1. Éléments théoriques

Le système racinaire des plantes assure deux fonctions essentielles : l'acquisition et le stockage de ressources et l'ancrage de la plante dans le sol (Fitter, 1987). La seconde fonction est particulièrement importante dans des milieux où les conditions environnementales sont difficiles (vent, mouvements de sol, ruissellement concentré par exemple). Afin de résister aux contraintes environnementales, la plante doit transmettre les forces extérieures dans le sol via sa tige puis ses racines (Figure 15). Les caractéristiques du système racinaire, telles que son architecture ou la morphologie de ses racines, sont donc déterminantes dans l'ancrage des plantes à leur substrat. Cependant, l'enracinement des plantes dépend de mécanismes complexes combinant de nombreux autres facteurs, dont trois principaux peuvent être retenus (Figure 16) :

- les caractéristiques du système racinaire (ex. Ennos, 1993; Stokes et al., 1996; Nicoll et al., 2006)

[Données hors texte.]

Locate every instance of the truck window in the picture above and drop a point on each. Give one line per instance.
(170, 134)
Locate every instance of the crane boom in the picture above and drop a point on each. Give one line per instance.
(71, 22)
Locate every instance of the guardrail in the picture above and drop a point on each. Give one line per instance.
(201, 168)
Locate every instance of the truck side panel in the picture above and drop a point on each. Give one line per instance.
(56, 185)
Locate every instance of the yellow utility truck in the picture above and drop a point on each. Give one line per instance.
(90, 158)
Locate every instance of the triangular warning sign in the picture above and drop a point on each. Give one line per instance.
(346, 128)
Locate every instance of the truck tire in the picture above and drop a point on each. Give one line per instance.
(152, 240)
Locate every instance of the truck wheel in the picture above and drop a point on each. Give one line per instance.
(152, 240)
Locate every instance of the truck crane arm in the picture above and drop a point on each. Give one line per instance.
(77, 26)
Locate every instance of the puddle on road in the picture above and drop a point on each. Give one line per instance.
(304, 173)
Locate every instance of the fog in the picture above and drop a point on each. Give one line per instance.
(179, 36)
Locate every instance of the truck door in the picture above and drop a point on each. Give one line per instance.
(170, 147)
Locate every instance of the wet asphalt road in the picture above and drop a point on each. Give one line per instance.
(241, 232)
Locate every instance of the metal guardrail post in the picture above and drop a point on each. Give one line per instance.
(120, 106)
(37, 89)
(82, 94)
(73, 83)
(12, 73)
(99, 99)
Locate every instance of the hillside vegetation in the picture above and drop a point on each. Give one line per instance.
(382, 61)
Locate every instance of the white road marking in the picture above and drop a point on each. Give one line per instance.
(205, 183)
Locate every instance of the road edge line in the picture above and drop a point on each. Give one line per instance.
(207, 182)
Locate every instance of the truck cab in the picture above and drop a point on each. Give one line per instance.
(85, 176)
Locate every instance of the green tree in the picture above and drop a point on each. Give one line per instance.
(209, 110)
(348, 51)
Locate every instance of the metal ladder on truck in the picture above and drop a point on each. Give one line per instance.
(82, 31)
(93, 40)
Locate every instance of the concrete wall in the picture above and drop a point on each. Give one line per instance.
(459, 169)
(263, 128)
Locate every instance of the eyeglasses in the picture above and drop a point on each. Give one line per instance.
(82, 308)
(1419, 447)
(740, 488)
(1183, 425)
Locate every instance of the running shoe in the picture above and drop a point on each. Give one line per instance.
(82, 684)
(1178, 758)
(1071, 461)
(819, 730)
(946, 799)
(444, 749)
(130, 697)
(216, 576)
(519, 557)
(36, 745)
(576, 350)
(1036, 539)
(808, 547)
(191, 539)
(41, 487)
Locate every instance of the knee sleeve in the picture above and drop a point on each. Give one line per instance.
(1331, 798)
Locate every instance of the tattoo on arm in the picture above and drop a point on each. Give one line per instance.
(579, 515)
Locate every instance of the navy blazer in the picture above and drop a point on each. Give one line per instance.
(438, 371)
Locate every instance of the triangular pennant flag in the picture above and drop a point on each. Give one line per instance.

- les propriétés du sol (ex. Ennos, 1990; Dupuy et al., 2005a) - l'orientation et l'intensité de la contrainte (Ennos, 1993).

En outre, dans le sol, les contraintes mécaniques agissent également sur le développement des racines et influencent donc indirectement l'ancrage des plantes.

Figure 15 : Transmission de la contrainte

appliquée à la plante dans le sol via le système racinaire (D'après Ennos, 1993).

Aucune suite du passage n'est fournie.